Paul Cowman, protection manager with Guardian Financial Services, says with many insurance companies now owned by multinationals, the UK is learning from overseas experience, where he feels claims have been handled better, particularly in Holland and the USA.
“Active claims management is not the big bad insurance company trying to push people back to work – we have to manage claims effectively because that keeps premiums down for everybody,” he says.
Insurers are increasingly intervening even before the insurance deferral period has expired rather than passively waiting until benefits are paid, he explains: “Early intervention has been the key to getting somebody back to work.
“If they don’t return within a year they probably will never return, as their mindset has changed and they are out of the habit of working.”
New technology has also come to the aid of insurance companies, notably in the detection of musculoskeletal problems. Cowman says insurance companies have access to a machine called Dynatron 2000, which tests muscle strength. “At £1,000 a time we don’t use the machine often, but it can help in difficult cases to establish disability.”

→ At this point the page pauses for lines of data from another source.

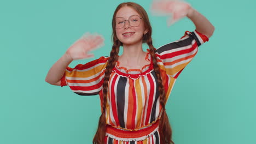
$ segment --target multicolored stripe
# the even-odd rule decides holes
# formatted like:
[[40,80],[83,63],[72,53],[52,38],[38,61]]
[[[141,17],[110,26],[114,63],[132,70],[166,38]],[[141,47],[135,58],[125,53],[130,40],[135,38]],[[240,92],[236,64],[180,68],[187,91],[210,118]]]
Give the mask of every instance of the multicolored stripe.
[[[195,57],[198,46],[208,40],[206,36],[196,31],[186,31],[179,40],[156,50],[167,99],[176,79]],[[147,57],[150,58],[149,53]],[[139,70],[125,73],[127,71],[120,69],[121,67],[113,68],[108,82],[106,113],[107,124],[125,130],[137,130],[159,119],[162,108],[156,76],[153,61],[150,59],[150,64],[144,67],[140,73],[137,73]],[[61,80],[62,86],[68,85],[74,92],[81,95],[99,94],[102,100],[102,85],[108,59],[108,57],[101,57],[73,69],[68,67]],[[145,140],[147,142],[141,143],[157,143],[158,133],[148,137]],[[124,142],[112,138],[106,138],[107,143],[133,143],[133,141]],[[150,141],[155,143],[148,143]]]

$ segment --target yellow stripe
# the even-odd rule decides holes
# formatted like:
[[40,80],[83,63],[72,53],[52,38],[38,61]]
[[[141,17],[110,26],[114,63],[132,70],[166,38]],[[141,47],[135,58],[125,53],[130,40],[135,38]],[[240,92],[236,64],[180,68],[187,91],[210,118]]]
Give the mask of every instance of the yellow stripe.
[[167,100],[168,100],[168,98],[169,98],[169,96],[170,96],[171,91],[172,90],[172,87],[173,86],[173,84],[174,84],[175,81],[176,80],[176,79],[174,79],[174,78],[173,78],[172,77],[170,77],[170,79],[171,79],[171,80],[170,81],[169,86],[168,87],[168,89],[167,89],[167,91],[166,92],[166,103],[167,101]]
[[141,123],[141,113],[142,113],[142,95],[141,94],[141,84],[139,83],[139,79],[138,79],[135,80],[135,89],[136,92],[136,96],[138,99],[138,108],[137,109],[137,124],[135,128],[139,127]]
[[73,70],[71,73],[66,71],[66,76],[73,77],[88,77],[93,76],[98,73],[100,72],[106,67],[104,63],[102,65],[98,65],[96,67],[93,68],[88,71],[77,71],[75,69]]
[[143,144],[148,144],[148,139],[149,139],[150,137],[148,137],[147,139],[146,139],[145,140],[144,140],[143,141],[142,141],[142,143]]
[[186,65],[188,65],[189,62],[177,65],[175,67],[172,68],[166,69],[166,74],[170,75],[173,75],[176,74],[177,73],[181,70],[182,69],[185,68],[185,67],[186,67]]

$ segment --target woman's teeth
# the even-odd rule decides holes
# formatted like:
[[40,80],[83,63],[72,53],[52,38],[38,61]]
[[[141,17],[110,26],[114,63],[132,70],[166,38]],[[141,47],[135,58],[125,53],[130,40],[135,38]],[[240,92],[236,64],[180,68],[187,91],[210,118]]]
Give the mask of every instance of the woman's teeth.
[[124,36],[130,37],[130,36],[132,35],[132,34],[133,34],[134,33],[135,33],[134,32],[133,32],[133,33],[132,33],[132,32],[131,32],[131,33],[124,33],[123,35]]

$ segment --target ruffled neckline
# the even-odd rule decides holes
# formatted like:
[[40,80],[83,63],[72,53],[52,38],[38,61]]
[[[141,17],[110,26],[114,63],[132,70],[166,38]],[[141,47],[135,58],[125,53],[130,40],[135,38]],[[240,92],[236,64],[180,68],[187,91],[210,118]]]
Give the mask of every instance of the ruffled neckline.
[[117,61],[113,71],[123,77],[130,77],[132,79],[137,79],[140,76],[144,76],[150,73],[153,70],[153,63],[152,61],[149,50],[147,49],[147,53],[145,57],[145,60],[150,62],[150,64],[144,65],[141,69],[127,69],[126,67],[120,65],[120,62]]

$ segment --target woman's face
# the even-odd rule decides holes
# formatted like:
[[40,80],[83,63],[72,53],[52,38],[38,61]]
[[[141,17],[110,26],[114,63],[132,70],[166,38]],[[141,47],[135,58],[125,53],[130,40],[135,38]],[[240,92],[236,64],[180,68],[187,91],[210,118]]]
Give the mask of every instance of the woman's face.
[[[137,26],[130,25],[136,23],[134,22],[137,21],[136,17],[141,17],[135,10],[130,7],[124,7],[118,11],[115,17],[116,26],[118,25],[120,27],[120,25],[124,23],[123,27],[117,28],[116,26],[115,28],[117,37],[124,45],[142,43],[143,35],[147,33],[143,20],[139,19],[141,22]],[[127,21],[129,19],[130,21],[133,21],[133,23],[129,23]]]

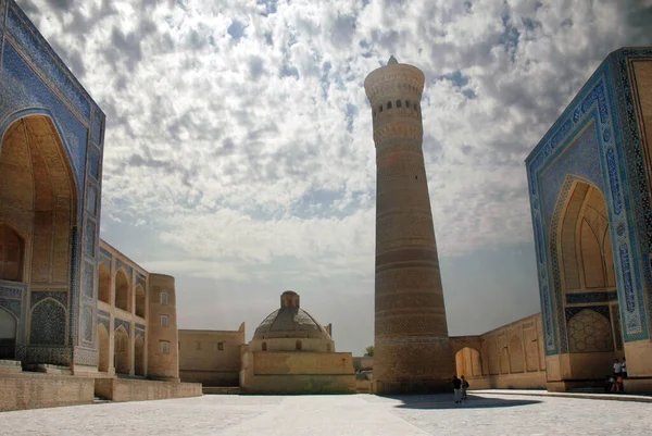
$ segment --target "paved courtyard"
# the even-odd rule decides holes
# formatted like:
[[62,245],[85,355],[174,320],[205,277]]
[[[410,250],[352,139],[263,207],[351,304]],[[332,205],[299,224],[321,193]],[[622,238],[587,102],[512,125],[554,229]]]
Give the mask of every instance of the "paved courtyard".
[[469,395],[204,396],[0,413],[0,435],[649,435],[652,404]]

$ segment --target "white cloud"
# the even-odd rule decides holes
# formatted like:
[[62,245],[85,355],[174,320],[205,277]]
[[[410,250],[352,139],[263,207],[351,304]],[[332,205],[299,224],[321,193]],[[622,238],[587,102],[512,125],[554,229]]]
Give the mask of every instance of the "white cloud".
[[379,62],[426,74],[440,257],[464,257],[531,240],[524,158],[610,51],[650,36],[649,2],[635,1],[20,3],[109,116],[103,228],[156,235],[170,254],[143,264],[264,282],[256,269],[281,257],[288,274],[365,290],[362,83]]

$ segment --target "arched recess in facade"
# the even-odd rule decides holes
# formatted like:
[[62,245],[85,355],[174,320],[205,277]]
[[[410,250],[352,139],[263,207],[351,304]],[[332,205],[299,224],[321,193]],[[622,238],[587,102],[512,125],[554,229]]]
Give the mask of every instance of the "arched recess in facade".
[[106,264],[100,262],[98,276],[98,300],[111,304],[111,271]]
[[557,208],[563,209],[551,228],[559,259],[553,274],[561,288],[557,307],[563,308],[570,377],[603,377],[623,348],[607,205],[599,188],[569,176]]
[[482,376],[482,358],[479,350],[464,347],[455,353],[455,369],[457,376],[466,378]]
[[111,363],[109,331],[102,323],[98,323],[99,363],[98,371],[106,373]]
[[131,297],[129,295],[129,278],[123,269],[115,273],[115,307],[129,312]]
[[134,341],[134,374],[145,375],[145,340],[137,335]]
[[122,325],[113,335],[113,352],[115,357],[115,372],[117,374],[129,374],[131,371],[131,353],[129,347],[129,335]]
[[14,358],[16,333],[16,319],[14,315],[0,308],[0,360]]
[[29,319],[18,322],[29,327],[29,344],[63,347],[77,194],[59,130],[38,112],[15,115],[0,142],[0,238],[9,248],[0,283],[32,296],[32,308],[23,311]]
[[145,317],[145,289],[141,285],[136,286],[136,315]]

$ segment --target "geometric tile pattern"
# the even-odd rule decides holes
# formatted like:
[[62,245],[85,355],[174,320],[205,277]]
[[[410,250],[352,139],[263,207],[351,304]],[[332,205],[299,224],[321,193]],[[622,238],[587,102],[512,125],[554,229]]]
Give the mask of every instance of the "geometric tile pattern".
[[568,321],[570,352],[613,351],[611,321],[590,309],[584,309]]
[[[551,252],[556,236],[551,228],[551,204],[560,198],[567,176],[589,179],[601,187],[607,204],[614,247],[617,296],[625,341],[650,337],[652,321],[645,313],[644,284],[652,285],[647,260],[652,250],[652,214],[647,188],[636,103],[629,84],[628,60],[651,58],[650,49],[623,49],[600,65],[573,102],[526,159],[530,211],[535,235],[539,294],[547,354],[568,352],[559,260]],[[584,129],[598,147],[573,150]],[[572,150],[562,162],[561,157]],[[598,152],[595,152],[598,150]],[[554,166],[560,163],[559,171]],[[562,167],[563,166],[563,167]],[[553,167],[546,183],[542,174]],[[589,169],[589,170],[587,170]],[[597,169],[600,177],[595,177]],[[592,179],[592,180],[591,180]],[[555,204],[555,208],[556,204]],[[559,208],[561,209],[561,208]],[[555,211],[556,213],[556,211]],[[561,213],[561,211],[559,212]]]
[[[7,304],[12,307],[11,311],[23,321],[28,319],[26,302],[27,298],[30,299],[32,325],[20,323],[24,332],[21,337],[27,338],[28,342],[67,344],[67,347],[32,347],[21,339],[16,344],[18,358],[67,364],[73,346],[89,338],[92,341],[95,335],[95,328],[89,329],[95,323],[97,299],[95,267],[88,270],[86,262],[93,266],[97,264],[95,251],[100,225],[101,149],[105,116],[13,0],[0,0],[0,137],[11,124],[24,116],[47,116],[63,145],[78,199],[71,237],[70,272],[66,274],[71,277],[70,291],[34,291],[27,285],[21,299],[0,299],[9,301]],[[88,172],[87,161],[90,161]],[[89,184],[91,186],[87,189]],[[87,204],[83,201],[84,192],[89,194]],[[93,216],[97,219],[89,221]],[[88,223],[88,226],[83,226],[83,223]],[[78,237],[79,229],[84,229],[83,240]],[[80,253],[82,247],[86,248],[86,257]],[[83,301],[80,291],[85,292],[87,300]],[[91,309],[90,316],[88,309]],[[80,325],[77,325],[78,322]],[[89,349],[91,360],[93,353],[97,354],[96,350]]]

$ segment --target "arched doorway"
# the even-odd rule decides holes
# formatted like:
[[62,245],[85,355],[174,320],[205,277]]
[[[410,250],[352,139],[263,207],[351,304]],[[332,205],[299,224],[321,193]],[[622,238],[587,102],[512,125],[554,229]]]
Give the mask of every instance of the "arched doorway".
[[25,242],[12,227],[0,223],[0,281],[23,282]]
[[136,336],[134,342],[134,366],[136,375],[145,375],[145,340],[142,340],[142,335]]
[[127,332],[122,325],[115,331],[115,334],[113,336],[113,342],[115,372],[117,374],[128,375],[131,371],[131,357],[129,353],[129,335],[127,335]]
[[100,351],[100,362],[98,364],[98,371],[102,373],[109,372],[110,360],[110,347],[109,347],[109,331],[102,323],[98,323],[98,345]]
[[104,263],[100,263],[98,275],[98,299],[106,304],[111,304],[111,271],[109,271],[109,266]]
[[[59,291],[70,290],[76,192],[52,120],[28,115],[11,124],[0,146],[0,279],[26,283],[30,300],[38,301],[28,319],[21,320],[29,332],[28,346],[65,346],[64,299],[41,299],[33,289],[54,285]],[[61,363],[59,353],[42,356],[54,360],[39,363]]]
[[145,317],[145,289],[136,286],[136,316]]
[[0,360],[11,360],[16,351],[17,323],[14,315],[0,308]]
[[567,373],[575,379],[603,378],[623,348],[611,225],[600,189],[580,179],[572,183],[553,240],[570,354]]
[[115,274],[115,307],[129,311],[129,279],[124,270]]
[[464,347],[455,353],[455,369],[457,376],[465,378],[482,376],[482,359],[475,348]]

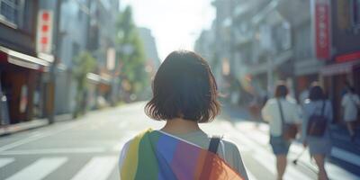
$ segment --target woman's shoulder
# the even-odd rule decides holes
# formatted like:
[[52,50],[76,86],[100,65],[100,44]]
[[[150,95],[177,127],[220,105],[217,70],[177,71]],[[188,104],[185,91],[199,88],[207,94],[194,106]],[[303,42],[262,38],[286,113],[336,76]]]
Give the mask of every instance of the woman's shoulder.
[[225,151],[232,153],[239,153],[238,145],[234,141],[227,138],[223,138],[221,140],[221,142],[224,144]]

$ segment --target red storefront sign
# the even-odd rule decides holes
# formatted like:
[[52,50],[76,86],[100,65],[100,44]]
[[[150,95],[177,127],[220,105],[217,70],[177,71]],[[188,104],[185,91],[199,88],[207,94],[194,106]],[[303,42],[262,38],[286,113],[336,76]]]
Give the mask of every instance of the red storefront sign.
[[38,53],[51,54],[52,46],[52,12],[39,11],[36,50]]
[[319,59],[330,59],[330,4],[328,0],[314,0],[315,52]]

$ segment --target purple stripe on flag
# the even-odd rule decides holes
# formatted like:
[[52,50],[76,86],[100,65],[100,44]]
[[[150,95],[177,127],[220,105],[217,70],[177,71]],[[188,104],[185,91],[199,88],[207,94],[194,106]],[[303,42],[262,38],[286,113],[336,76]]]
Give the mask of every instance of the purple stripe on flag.
[[176,147],[171,167],[178,179],[194,179],[201,148],[180,141]]
[[176,179],[171,169],[171,161],[179,140],[161,134],[158,140],[156,156],[158,163],[158,180]]

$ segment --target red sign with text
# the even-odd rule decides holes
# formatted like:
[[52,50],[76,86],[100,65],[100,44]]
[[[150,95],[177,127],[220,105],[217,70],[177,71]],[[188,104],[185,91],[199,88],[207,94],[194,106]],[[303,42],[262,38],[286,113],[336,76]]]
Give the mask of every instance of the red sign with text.
[[52,48],[52,12],[39,11],[36,50],[38,53],[51,54]]
[[319,59],[329,59],[330,41],[330,5],[328,0],[315,0],[315,51]]

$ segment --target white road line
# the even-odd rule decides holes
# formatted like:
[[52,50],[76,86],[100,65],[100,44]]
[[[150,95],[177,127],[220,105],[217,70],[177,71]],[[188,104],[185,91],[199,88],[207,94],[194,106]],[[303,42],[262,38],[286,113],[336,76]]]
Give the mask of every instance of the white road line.
[[105,180],[112,172],[117,160],[116,156],[93,158],[72,180]]
[[359,177],[356,175],[347,172],[341,167],[335,166],[330,163],[325,164],[325,168],[327,169],[328,176],[330,179],[346,179],[346,180],[358,180]]
[[[84,122],[83,123],[80,123],[80,125],[82,125],[82,124],[84,124],[86,122]],[[21,145],[23,145],[23,144],[26,144],[26,143],[29,143],[29,142],[42,139],[42,138],[46,138],[46,137],[49,137],[49,136],[55,135],[57,133],[59,133],[61,131],[65,131],[67,130],[69,130],[69,129],[72,129],[72,128],[75,128],[75,127],[77,127],[77,126],[78,126],[78,123],[68,125],[65,128],[62,128],[62,129],[58,130],[53,130],[53,131],[47,132],[47,133],[36,134],[34,136],[31,136],[29,138],[22,139],[22,140],[15,141],[15,142],[13,142],[13,143],[10,143],[10,144],[6,144],[4,146],[0,147],[0,152],[5,151],[5,150],[10,149],[10,148],[16,148],[18,146],[21,146]]]
[[14,162],[15,158],[0,158],[0,168]]
[[40,180],[67,161],[67,158],[40,158],[5,180]]
[[0,155],[37,155],[37,154],[71,154],[71,153],[102,153],[106,152],[104,148],[40,148],[25,150],[8,150],[0,152]]
[[[237,139],[239,141],[243,142],[248,147],[252,148],[252,150],[254,151],[253,158],[256,161],[258,161],[264,166],[268,168],[270,172],[276,175],[274,168],[275,159],[272,153],[265,150],[264,147],[259,146],[258,144],[256,144],[252,140],[250,140],[249,136],[247,136],[245,133],[239,130],[236,130],[230,124],[223,124],[223,125],[225,125],[225,128],[228,130],[229,132],[236,134],[234,137],[237,137]],[[301,173],[293,166],[290,166],[287,167],[284,177],[285,179],[302,179],[302,180],[310,179],[310,177],[309,177],[308,176]]]
[[337,147],[331,148],[331,156],[360,166],[360,157]]

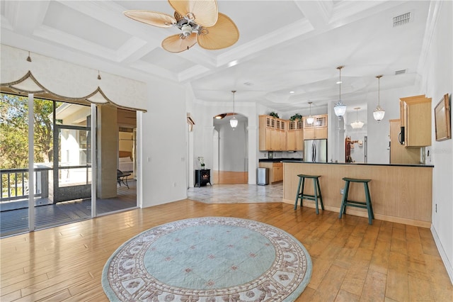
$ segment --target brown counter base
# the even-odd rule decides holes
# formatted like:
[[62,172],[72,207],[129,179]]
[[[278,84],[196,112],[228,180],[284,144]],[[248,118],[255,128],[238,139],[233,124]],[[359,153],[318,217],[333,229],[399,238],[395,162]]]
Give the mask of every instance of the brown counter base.
[[[432,167],[389,165],[326,164],[283,163],[283,198],[294,203],[297,174],[321,175],[319,182],[324,208],[340,212],[345,186],[343,177],[369,179],[369,191],[375,219],[430,228],[432,208]],[[306,184],[307,194],[313,186]],[[365,201],[363,186],[355,184],[350,189],[350,200]],[[304,200],[304,206],[314,208],[314,203]],[[367,217],[365,210],[348,208],[346,215]]]
[[[292,201],[289,199],[283,199],[282,202],[285,203],[289,203],[292,205],[294,204],[294,200]],[[298,204],[300,204],[300,201],[299,202],[299,203]],[[314,202],[311,201],[306,201],[305,199],[304,199],[304,206],[306,206],[307,208],[316,208]],[[299,209],[299,208],[297,208]],[[336,208],[333,206],[324,206],[324,208],[325,208],[325,211],[330,211],[331,212],[340,213],[339,207]],[[320,211],[320,213],[322,212],[321,210],[319,210],[319,211]],[[355,216],[368,218],[368,214],[367,211],[365,210],[360,211],[360,210],[355,210],[355,209],[352,209],[348,208],[348,210],[346,211],[346,216],[348,215],[353,215]],[[345,217],[345,216],[343,214],[343,218]],[[402,218],[401,217],[389,216],[388,215],[377,214],[376,213],[374,213],[374,219],[378,219],[379,220],[383,220],[383,221],[389,221],[391,223],[402,223],[405,225],[413,225],[413,226],[417,226],[420,228],[431,228],[430,221],[415,220],[413,219],[407,219],[407,218]]]

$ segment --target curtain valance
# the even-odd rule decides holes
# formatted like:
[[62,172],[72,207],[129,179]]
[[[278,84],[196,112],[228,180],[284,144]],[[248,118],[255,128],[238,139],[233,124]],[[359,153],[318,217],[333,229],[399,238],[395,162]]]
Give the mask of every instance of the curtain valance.
[[145,111],[146,84],[1,45],[2,90]]

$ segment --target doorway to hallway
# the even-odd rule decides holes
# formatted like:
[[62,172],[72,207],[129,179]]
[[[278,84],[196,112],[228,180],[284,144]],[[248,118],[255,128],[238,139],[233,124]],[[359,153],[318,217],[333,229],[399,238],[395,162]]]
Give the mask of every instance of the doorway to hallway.
[[248,118],[235,114],[238,125],[232,128],[231,118],[214,119],[213,169],[212,179],[218,184],[248,183]]

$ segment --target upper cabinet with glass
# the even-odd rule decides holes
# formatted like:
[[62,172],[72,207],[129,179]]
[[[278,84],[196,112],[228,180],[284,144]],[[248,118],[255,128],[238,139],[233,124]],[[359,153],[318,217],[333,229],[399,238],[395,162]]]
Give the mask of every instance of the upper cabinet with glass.
[[308,123],[308,116],[303,118],[304,140],[327,138],[327,114],[312,116],[312,123]]

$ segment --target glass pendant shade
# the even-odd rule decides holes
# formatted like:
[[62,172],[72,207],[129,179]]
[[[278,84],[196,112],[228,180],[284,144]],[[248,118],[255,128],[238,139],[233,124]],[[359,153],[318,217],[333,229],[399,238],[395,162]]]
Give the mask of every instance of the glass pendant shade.
[[341,69],[344,67],[344,66],[338,66],[337,69],[340,71],[340,81],[338,81],[338,84],[340,85],[340,97],[338,98],[338,101],[335,106],[333,107],[333,110],[335,111],[335,115],[337,116],[343,116],[346,113],[346,105],[341,102]]
[[377,107],[376,107],[376,109],[374,109],[374,111],[373,111],[373,117],[378,122],[380,121],[382,121],[384,115],[385,115],[385,111],[379,105],[377,106]]
[[377,107],[373,111],[373,118],[378,122],[382,121],[385,111],[381,107],[381,78],[382,75],[376,76],[377,78]]
[[229,120],[229,125],[231,128],[234,128],[238,125],[238,120],[236,119],[236,117],[233,116],[231,120]]
[[338,102],[335,104],[333,110],[335,111],[336,116],[343,116],[346,113],[346,105],[343,104],[341,101],[338,101]]
[[351,127],[352,127],[352,129],[361,129],[362,127],[363,127],[363,125],[365,125],[365,123],[359,121],[359,109],[360,108],[360,107],[357,107],[354,108],[355,109],[356,118],[355,118],[355,121],[351,123]]

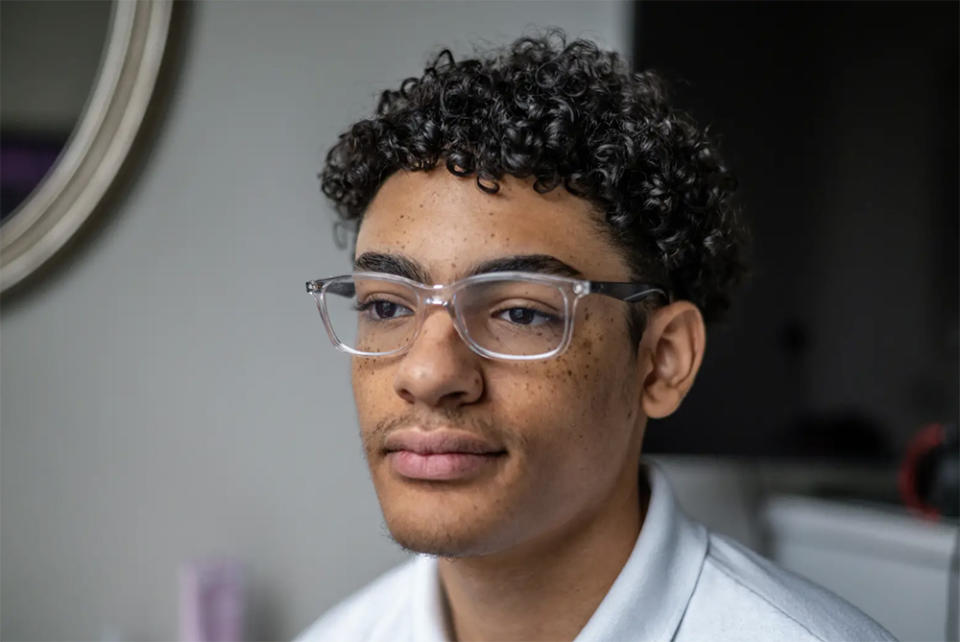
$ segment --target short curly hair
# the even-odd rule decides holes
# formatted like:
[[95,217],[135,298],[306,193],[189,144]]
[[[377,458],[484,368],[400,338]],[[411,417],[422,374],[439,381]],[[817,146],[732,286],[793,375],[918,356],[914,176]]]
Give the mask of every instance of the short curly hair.
[[359,224],[391,174],[441,162],[487,192],[510,175],[588,200],[633,278],[664,283],[708,322],[746,273],[736,180],[708,130],[668,104],[656,73],[561,30],[478,58],[441,51],[341,134],[322,190],[340,225]]

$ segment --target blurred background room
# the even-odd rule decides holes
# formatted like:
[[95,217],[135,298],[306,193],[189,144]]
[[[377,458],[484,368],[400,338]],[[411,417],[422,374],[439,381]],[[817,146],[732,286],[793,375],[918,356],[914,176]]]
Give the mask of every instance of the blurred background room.
[[0,0],[0,638],[289,639],[405,558],[303,290],[349,270],[316,174],[429,53],[558,26],[672,80],[754,231],[647,452],[958,639],[958,6]]

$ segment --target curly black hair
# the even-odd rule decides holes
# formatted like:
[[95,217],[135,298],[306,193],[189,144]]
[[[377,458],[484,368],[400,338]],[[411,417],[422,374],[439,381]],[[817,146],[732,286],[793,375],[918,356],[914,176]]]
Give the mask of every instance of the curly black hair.
[[708,131],[668,104],[656,73],[558,29],[475,59],[444,49],[341,134],[320,179],[340,224],[358,224],[392,173],[440,162],[487,192],[511,175],[587,199],[633,278],[659,280],[708,322],[746,273],[736,180]]

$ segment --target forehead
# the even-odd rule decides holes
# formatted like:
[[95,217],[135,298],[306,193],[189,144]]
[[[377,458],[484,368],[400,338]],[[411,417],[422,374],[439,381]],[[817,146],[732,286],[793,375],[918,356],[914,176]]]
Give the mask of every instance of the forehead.
[[500,190],[489,194],[474,177],[445,167],[396,172],[364,214],[357,256],[396,254],[436,281],[460,278],[485,261],[531,254],[555,257],[591,279],[628,278],[625,258],[588,201],[562,187],[539,194],[532,179],[506,176],[498,183]]

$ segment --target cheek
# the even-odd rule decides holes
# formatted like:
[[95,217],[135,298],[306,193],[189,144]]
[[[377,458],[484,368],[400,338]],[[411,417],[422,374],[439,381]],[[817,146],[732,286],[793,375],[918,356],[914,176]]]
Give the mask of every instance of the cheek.
[[350,372],[357,418],[363,432],[372,430],[373,422],[382,418],[393,394],[392,378],[383,364],[374,359],[354,357]]

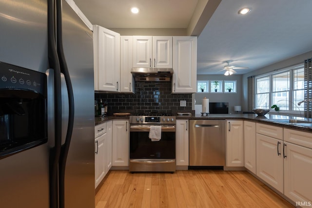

The final resort where fraud is suspected is the private investigator. “Again, we rarely use them because of the expense and legal limitations, only where we have a strong feeling that there is a fraudulent claim.” He recalls one instance where the investigator discovered fraud by twin sisters, who had just one policy between them. One fell ill and the other claimed.
Securing evidence is essential. In another case, the investigator booked a driving lesson with one claimant who was supposed to be housebound, and used the signed receipt as evidence.
“Usually when we confront the client with the evidence they miraculously recover,” says Cowman.
New claims checking systems do not only work in squeezing out false claims, he says, they sometimes pinpoint people who should claim but have failed to do so.
“Someone recently telephoned to say they couldn’t continue premiums because they were too ill to work. We advised them that they were therefore sick enough to claim.”